Ad accompagnarla con giocosa maestria, il fratello, Ergio Valente al pianoforte, Rocco Sagaria alla batteria, e Massimo Barrella alla chitarra. Il loro è un quartetto nato dalla gioia di fare musica insieme, con il desiderio di unire le differenti esperienze, per comunicare nuove atmosfere sonore, vibrazioni e ritmi incalzanti. E così studio e approfondimento, divertimento e passione per i variegati linguaggi del Jazz, si fondono nelle mirabolanti improvvisazioni acrobatiche, tra inconsuete elaborazioni armoniche e svolazzi melodici.

E i quattro magnifici artisti ci regalano un viaggio musicale che fluttua dalle Americhe al Mediterraneo, e ritorno. In un vortice che va da “I’ve Got the World on a String”, standard jazz del 1932, composto da Harold Arlen (l’autore di “Over the Rainbow”) e portato al successo da Cab Calloway, leggendario cantante del Cotton Club di New York, e ripreso poi da Bing Crosby e da Frank Sinatra, che ne fece una hit, solo per citare alcuni dei miti che l’hanno interpretata; per passare poi ai sapori latino-brasiliani di “Flor de lis” del 1976, forse la bossa nova più conosciuta di Djavan.

Arriva poi un commovente omaggio al genio e alla grazia di Pino Daniele con una versione struggente di “Quando”, dedicata anche al suo grande contrabbassista Rino Zurzolo, prematuramente scomparso, che Beatrice ha avuto come maestro e mentore.
È la volta di un inedito, “Fly”, composto proprio dalla Valente e dedicato con profondo affetto al suo contrabbasso, solo apparentemente ingombrante zavorra e pesante compagno di viaggio, che invece le cambia la vita, permettendole ogni giorno di spiccare il suo inarrestabile volo. Torna il calore di Rio De Janeiro, con una composizione di Carlos Lyra, “Influência do Jazz”, altra affascinante bossa nova, dove il batterista, Rocco Sagaria, offre un saggio esplosivo del suo straordinario talento.
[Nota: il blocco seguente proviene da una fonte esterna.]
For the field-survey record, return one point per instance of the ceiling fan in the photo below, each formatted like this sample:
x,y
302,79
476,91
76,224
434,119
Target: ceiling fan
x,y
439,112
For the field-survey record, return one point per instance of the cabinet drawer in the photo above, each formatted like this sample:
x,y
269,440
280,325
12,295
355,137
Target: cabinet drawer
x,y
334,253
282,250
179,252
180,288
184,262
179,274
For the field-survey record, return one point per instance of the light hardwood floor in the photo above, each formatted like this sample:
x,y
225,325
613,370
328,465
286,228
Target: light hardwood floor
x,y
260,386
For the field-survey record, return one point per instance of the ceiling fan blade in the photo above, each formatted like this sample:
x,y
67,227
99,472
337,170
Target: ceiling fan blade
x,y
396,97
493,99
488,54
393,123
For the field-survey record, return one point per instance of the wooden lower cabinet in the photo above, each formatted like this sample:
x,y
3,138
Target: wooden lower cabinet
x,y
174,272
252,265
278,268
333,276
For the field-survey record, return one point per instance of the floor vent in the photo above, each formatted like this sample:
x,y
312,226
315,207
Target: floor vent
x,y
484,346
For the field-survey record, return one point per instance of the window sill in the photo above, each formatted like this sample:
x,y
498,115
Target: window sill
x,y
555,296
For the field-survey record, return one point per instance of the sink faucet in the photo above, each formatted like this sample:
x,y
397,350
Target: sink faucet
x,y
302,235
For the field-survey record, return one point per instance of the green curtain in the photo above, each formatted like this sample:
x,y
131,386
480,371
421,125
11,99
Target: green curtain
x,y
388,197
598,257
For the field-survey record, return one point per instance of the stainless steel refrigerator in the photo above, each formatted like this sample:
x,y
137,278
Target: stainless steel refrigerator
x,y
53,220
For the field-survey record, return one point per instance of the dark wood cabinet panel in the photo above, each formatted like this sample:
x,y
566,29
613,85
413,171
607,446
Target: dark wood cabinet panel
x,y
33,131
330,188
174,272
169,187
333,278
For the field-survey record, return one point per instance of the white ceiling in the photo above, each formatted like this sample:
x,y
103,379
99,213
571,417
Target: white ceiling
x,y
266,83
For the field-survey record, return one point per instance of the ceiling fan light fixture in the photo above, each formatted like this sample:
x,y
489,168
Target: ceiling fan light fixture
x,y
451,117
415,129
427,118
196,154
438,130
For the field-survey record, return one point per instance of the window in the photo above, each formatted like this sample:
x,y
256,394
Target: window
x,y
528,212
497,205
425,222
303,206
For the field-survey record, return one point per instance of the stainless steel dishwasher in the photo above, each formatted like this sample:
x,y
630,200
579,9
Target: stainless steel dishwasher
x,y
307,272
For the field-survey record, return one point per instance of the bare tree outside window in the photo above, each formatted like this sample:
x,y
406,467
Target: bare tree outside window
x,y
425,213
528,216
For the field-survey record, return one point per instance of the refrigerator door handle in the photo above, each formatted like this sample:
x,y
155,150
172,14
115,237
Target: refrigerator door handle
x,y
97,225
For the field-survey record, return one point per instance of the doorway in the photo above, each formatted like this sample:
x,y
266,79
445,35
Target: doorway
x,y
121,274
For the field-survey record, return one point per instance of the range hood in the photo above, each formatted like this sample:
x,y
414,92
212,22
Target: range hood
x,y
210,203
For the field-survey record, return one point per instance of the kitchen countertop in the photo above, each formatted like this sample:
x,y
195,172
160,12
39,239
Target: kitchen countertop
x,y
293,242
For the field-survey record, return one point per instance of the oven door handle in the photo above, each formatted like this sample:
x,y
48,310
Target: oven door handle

Il sesto brano è una folgorazione di rara bellezza, raffinata e spumeggiante, intitolata “Blame it on my Youth” altro capolavoro, standard jazz, cantato da tutti i più grandi, scritto nel 1934 da Oscar Levant, artista poliedrico, pianista, compositore, autore, attore, conduttore e tanto altro, che ricordiamo anche nel film capolavoro “Un americano a Parigi”.
Segue ancora un omaggio al Sudamerica, con il brano “Brazil” di Jobim.
Non poteva mancare “lo standard” di gran classe “It Don’t mean a thing, (If It Ain’t Got That Swing)” (1931) di Duke Ellington, dove abbiamo ammirato il piano di Ergio Valente e la batteria di Rocco Sagaria, affrontarsi in una serratissima gara di “solo”.
Ecco poi un omaggio alla storia della musica leggera e ai cantautori italiani, con un ricordo di Luigi Tenco e un grande arrangiamento della sua “Mi sono innamorato di te” del 1962.
E poi Beatrice Valente affronta con garbo e trasporto le raffinate note e le toccanti parole di “Oh Che Sarà” scritta da Ivano Fossati su una traduzione, accorciata, della canzone O que será del cantautore brasiliano Francisco “Chico” Buarque de Hollanda. Ci cattura il bellissimo gioco a due voci, di grandissimo effetto, tra la chitarra di Massimo Barrella e il pianoforte di Ergio Valente.

L’ultimo brano è un altro storico standard, “(Get Your Kicks On) Route 66”, dove la chitarra di Massimo Barrella, spadroneggia alla grande, pur sempre nel grandissimo “interplay” con tutti gli altri strumenti, dove il contrabbasso freme e balla letteralmente, fino ad arrivare al vivacissimo dialogo finale, tra batteria e voce, il tutto in un tripudio esaltante di esemplare tecnica be-bop. Gli applausi scroscianti, i tanti “bravi” e “bis” del pubblico esultante, portano i nostri bravissimi musicisti a un doveroso bis, un “Samba brasileiro”, per chiudere in bellezza. (Monica Carbini).